China has sought to shower ruling elites in Africa with financial aid and infrastructure investment in exchange for access to natural resources including gold, diamonds and minerals. Zimbabwe was among the four biggest recipients of China’s official development assistance between 2000 and 2014, only behind Cuba, Ivory Coast and Ethiopia, according to research lab AidData.

Xi’s 2015 trip to Zimbabwe – the first visit by a Chinese president in nearly 20 years – produced at least 12 deals with an estimated value of $4bn in sectors such as power generation, infrastructure and pharmaceuticals, though it’s unclear how much of that materialised. He called ties between the nations “one of the best relationships between developing countries.”

Zimbabwean army chief Constantino Chiwenga visited Beijing less than two weeks before the coup and met Chinese Defense Minister Chang Wanquan. China’s foreign ministry called the November 5 meeting a “normal military exchange as agreed by the two countries.”

China hasn’t officially declared a preference for either Mugabe or Mnangagwa. Foreign Ministry spokesman Geng Shuang said on November 16 that bilateral ties wouldn’t change, and China hoped “the situation in Zimbabwe will become stable and the issues will be resolved peacefully and appropriately.”

Indigenisation Law

Despite the “all-weather” friendship between the countries, Mugabe’s indigenisation law became a source of tension between Beijing and Harare. The legislation, which required foreign companies in the country to have majority black Zimbabwean ownership, spooked Chinese investors.

“This policy was too radical and Chinese companies there stood to suffer,” said Wang Hongyi, a research fellow on China-Africa ties at CASS. “Mnangagwa is seen as a steady hand, and he will limit or even revoke the indigenisation law.”

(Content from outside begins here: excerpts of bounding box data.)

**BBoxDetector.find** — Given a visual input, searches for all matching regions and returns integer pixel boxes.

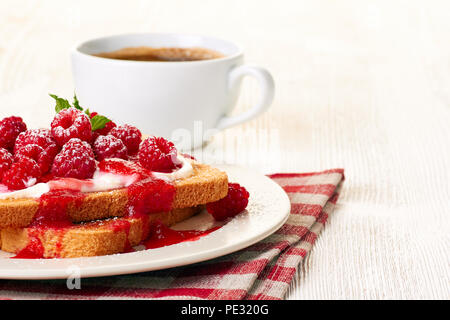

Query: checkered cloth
[0,169,344,300]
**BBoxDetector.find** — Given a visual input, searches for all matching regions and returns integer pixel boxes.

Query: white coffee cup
[71,33,274,149]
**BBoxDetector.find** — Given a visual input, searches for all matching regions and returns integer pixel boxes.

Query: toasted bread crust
[0,206,200,258]
[0,162,228,229]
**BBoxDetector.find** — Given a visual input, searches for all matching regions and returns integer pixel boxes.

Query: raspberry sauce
[144,222,220,249]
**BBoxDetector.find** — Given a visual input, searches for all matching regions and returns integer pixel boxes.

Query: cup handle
[216,65,275,130]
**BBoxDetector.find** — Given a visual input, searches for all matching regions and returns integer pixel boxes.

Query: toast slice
[0,206,201,258]
[0,161,228,229]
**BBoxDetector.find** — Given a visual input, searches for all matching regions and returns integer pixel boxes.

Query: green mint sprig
[50,94,111,131]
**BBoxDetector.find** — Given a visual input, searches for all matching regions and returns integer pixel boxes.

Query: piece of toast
[0,161,228,229]
[0,206,201,258]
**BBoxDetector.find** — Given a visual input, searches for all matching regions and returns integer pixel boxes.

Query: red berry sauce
[144,222,220,249]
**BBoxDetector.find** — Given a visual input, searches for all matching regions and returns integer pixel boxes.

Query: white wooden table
[0,0,450,299]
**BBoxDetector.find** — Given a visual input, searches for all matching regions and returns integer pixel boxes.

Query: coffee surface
[93,47,224,62]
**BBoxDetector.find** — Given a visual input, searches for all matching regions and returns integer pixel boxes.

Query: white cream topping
[0,155,194,199]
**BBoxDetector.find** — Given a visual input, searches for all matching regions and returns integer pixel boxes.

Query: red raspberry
[14,129,59,153]
[14,129,59,168]
[93,135,128,161]
[14,144,56,175]
[0,148,14,180]
[51,108,92,146]
[109,124,142,155]
[0,117,27,150]
[206,183,250,221]
[2,157,41,190]
[51,138,96,179]
[139,136,178,172]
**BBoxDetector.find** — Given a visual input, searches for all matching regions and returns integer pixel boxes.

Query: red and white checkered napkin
[0,169,344,300]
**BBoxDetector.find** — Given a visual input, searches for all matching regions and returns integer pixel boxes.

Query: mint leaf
[91,115,111,131]
[72,94,83,111]
[50,94,71,113]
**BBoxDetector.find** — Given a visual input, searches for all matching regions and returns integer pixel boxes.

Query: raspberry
[0,148,14,180]
[109,124,142,155]
[51,138,96,179]
[139,136,178,172]
[0,117,27,150]
[51,108,92,146]
[14,144,56,175]
[2,157,41,190]
[14,129,59,154]
[206,183,250,221]
[93,135,128,161]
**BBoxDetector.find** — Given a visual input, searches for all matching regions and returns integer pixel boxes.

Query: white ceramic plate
[0,166,290,279]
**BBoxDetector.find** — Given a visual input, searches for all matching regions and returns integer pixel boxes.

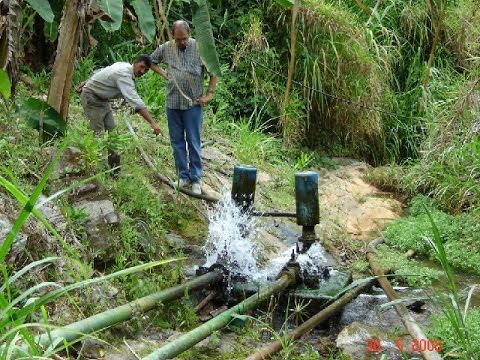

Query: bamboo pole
[143,268,298,360]
[30,271,223,350]
[252,211,297,217]
[246,281,372,360]
[367,238,442,360]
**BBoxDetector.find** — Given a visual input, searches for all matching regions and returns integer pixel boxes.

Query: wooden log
[367,238,442,360]
[246,281,372,360]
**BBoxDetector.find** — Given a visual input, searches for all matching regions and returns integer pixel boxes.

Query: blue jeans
[167,105,203,183]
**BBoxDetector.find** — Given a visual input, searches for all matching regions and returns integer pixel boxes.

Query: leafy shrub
[384,197,480,273]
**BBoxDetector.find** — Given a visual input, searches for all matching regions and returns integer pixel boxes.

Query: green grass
[383,197,480,274]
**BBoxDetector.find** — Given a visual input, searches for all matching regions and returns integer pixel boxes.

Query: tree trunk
[0,0,22,95]
[48,0,87,120]
[282,0,300,146]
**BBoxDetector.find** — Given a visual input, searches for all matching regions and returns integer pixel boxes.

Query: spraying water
[204,191,327,284]
[205,191,258,278]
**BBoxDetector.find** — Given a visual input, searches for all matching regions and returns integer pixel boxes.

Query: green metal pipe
[35,271,223,347]
[143,268,298,360]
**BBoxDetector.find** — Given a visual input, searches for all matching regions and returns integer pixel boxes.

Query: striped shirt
[84,62,146,110]
[151,38,205,110]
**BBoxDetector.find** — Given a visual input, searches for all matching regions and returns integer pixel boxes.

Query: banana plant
[190,0,222,78]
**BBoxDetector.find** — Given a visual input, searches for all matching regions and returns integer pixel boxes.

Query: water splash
[204,191,327,286]
[204,191,258,278]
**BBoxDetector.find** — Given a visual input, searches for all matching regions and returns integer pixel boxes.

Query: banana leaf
[0,69,11,100]
[192,0,222,78]
[130,0,155,42]
[26,0,55,22]
[97,0,123,31]
[19,98,67,140]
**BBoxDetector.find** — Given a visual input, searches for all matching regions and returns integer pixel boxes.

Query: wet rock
[37,195,68,232]
[165,233,187,249]
[319,161,402,239]
[336,322,421,360]
[202,146,233,164]
[0,211,27,262]
[73,200,119,224]
[70,182,99,198]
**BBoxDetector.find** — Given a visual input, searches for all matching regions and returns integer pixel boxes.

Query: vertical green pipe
[232,165,257,212]
[143,268,297,360]
[31,271,223,347]
[295,171,320,226]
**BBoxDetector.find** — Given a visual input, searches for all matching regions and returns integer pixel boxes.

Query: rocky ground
[0,144,428,360]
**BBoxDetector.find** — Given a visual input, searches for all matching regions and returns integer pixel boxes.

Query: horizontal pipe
[252,211,297,217]
[31,271,223,347]
[143,268,297,360]
[367,238,442,360]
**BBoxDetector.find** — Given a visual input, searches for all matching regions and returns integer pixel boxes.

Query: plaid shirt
[151,38,205,110]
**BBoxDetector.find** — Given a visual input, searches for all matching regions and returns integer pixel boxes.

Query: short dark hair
[172,20,190,35]
[135,55,152,69]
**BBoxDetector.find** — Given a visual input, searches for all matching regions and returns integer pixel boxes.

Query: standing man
[151,20,217,195]
[76,55,161,173]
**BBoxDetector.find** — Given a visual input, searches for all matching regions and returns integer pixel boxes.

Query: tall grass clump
[281,1,390,163]
[424,207,480,360]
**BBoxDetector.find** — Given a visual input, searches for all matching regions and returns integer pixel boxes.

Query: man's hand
[75,81,86,94]
[152,124,163,136]
[197,94,213,107]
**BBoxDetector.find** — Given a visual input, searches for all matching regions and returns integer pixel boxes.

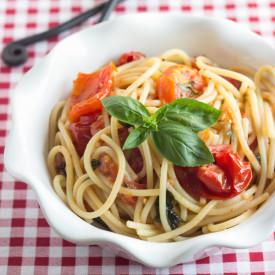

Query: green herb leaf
[123,127,151,150]
[156,98,221,132]
[156,191,181,229]
[166,191,181,230]
[101,96,150,126]
[152,120,214,167]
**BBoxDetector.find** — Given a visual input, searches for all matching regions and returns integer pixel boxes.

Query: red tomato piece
[223,76,242,90]
[69,64,115,122]
[197,164,230,193]
[118,51,145,66]
[69,112,103,156]
[157,65,207,103]
[118,127,143,173]
[175,145,252,199]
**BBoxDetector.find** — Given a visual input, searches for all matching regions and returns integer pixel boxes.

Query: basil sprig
[102,96,221,167]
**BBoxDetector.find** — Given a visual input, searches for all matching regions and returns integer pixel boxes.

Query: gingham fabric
[0,0,275,275]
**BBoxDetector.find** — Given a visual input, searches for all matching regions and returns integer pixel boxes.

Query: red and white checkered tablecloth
[0,0,275,275]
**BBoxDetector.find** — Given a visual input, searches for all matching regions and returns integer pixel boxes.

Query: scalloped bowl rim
[4,13,275,267]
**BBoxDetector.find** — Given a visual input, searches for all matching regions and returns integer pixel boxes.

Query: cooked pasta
[48,49,275,242]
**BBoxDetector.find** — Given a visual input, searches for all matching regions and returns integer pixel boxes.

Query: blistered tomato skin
[117,51,145,66]
[69,112,100,157]
[175,145,252,200]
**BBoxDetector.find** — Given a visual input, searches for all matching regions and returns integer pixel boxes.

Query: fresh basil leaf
[157,98,221,132]
[101,96,150,126]
[123,127,151,150]
[152,120,214,167]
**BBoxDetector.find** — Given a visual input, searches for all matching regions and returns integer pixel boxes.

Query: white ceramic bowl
[5,14,275,267]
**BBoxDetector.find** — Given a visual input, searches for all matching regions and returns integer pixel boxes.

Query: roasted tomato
[118,127,143,173]
[157,65,207,103]
[118,52,145,66]
[175,145,252,199]
[69,64,115,122]
[69,112,104,156]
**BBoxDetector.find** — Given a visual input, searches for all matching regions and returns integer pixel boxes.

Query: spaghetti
[48,49,275,242]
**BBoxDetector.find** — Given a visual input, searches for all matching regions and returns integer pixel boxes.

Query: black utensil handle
[98,0,119,22]
[1,0,123,66]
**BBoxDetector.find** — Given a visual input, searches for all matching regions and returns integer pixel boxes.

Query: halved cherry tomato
[118,127,143,173]
[118,51,145,66]
[157,65,207,103]
[175,145,252,200]
[69,64,115,122]
[69,112,103,156]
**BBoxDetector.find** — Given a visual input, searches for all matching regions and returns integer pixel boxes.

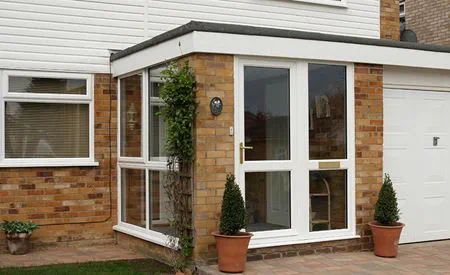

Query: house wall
[0,74,117,251]
[380,0,400,40]
[405,0,450,45]
[188,54,383,262]
[0,0,380,73]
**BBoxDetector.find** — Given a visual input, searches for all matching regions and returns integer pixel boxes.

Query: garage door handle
[433,137,441,146]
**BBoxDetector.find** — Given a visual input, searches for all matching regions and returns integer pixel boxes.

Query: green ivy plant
[375,174,400,226]
[158,62,197,271]
[219,174,246,236]
[160,62,197,164]
[0,221,39,234]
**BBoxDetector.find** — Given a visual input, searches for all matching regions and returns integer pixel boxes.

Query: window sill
[292,0,348,8]
[0,159,99,168]
[113,224,177,249]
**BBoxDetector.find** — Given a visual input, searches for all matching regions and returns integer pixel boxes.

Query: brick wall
[189,54,234,264]
[355,64,383,249]
[188,54,383,262]
[405,0,450,45]
[380,0,400,40]
[0,74,117,250]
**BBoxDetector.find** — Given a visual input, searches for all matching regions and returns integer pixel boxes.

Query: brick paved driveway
[200,240,450,275]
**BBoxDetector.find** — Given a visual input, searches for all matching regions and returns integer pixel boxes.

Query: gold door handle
[239,142,253,164]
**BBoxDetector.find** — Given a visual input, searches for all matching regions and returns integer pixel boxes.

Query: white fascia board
[112,31,450,76]
[111,33,194,77]
[194,32,450,70]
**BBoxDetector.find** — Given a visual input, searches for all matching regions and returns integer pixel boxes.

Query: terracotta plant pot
[213,232,252,273]
[6,233,31,255]
[369,222,405,258]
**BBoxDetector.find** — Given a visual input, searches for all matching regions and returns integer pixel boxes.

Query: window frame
[292,0,348,8]
[234,56,359,249]
[113,68,174,249]
[0,70,99,167]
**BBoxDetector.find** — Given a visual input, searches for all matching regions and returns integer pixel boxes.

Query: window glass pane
[244,67,290,160]
[309,170,347,231]
[120,74,142,157]
[309,64,347,160]
[149,171,175,235]
[149,82,167,161]
[5,102,89,158]
[9,76,86,95]
[121,168,146,228]
[245,171,291,232]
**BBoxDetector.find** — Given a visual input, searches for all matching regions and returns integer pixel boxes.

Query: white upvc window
[0,70,98,167]
[235,57,357,248]
[114,68,173,246]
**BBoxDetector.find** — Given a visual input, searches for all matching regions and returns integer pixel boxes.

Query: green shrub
[0,221,39,234]
[375,174,400,226]
[220,174,245,235]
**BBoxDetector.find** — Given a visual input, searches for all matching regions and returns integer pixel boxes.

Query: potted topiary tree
[369,174,405,258]
[213,175,252,272]
[0,221,38,255]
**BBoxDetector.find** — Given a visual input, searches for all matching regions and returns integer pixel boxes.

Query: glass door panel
[309,170,347,232]
[245,171,291,232]
[240,64,292,235]
[244,67,290,161]
[308,64,347,160]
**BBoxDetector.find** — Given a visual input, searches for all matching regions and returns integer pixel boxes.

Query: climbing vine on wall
[159,62,197,270]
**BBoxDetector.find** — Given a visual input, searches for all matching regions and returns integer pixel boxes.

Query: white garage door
[384,89,450,243]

Zimbabwean lawmakers are set to begin impeachment proceedings against Mugabe and vote him out of power within two days after he missed a ruling-party deadline to end his 37-year rule. He had been widely expected to announce his retirement so that Mnangagwa could take over in a televised address on Sunday.

Even if Mugabe somehow manages to survive, Beijing is poised for continued strong relations with Zimbabwe. Grace Mugabe, the president’s wife who was also mentioned as a possible successor, studied at Renmin University in Beijing between 2007 and 2011 and received a degree in Chinese language.

“China is in ‘a no-lose situation’,” said Ding Yifan, a senior research fellow specializing in China’s overseas investment strategy at Development Research Centre, the State Council’s policy research arm. “We have good ties with every party in the turmoil. Everyone needs Chinese investment.”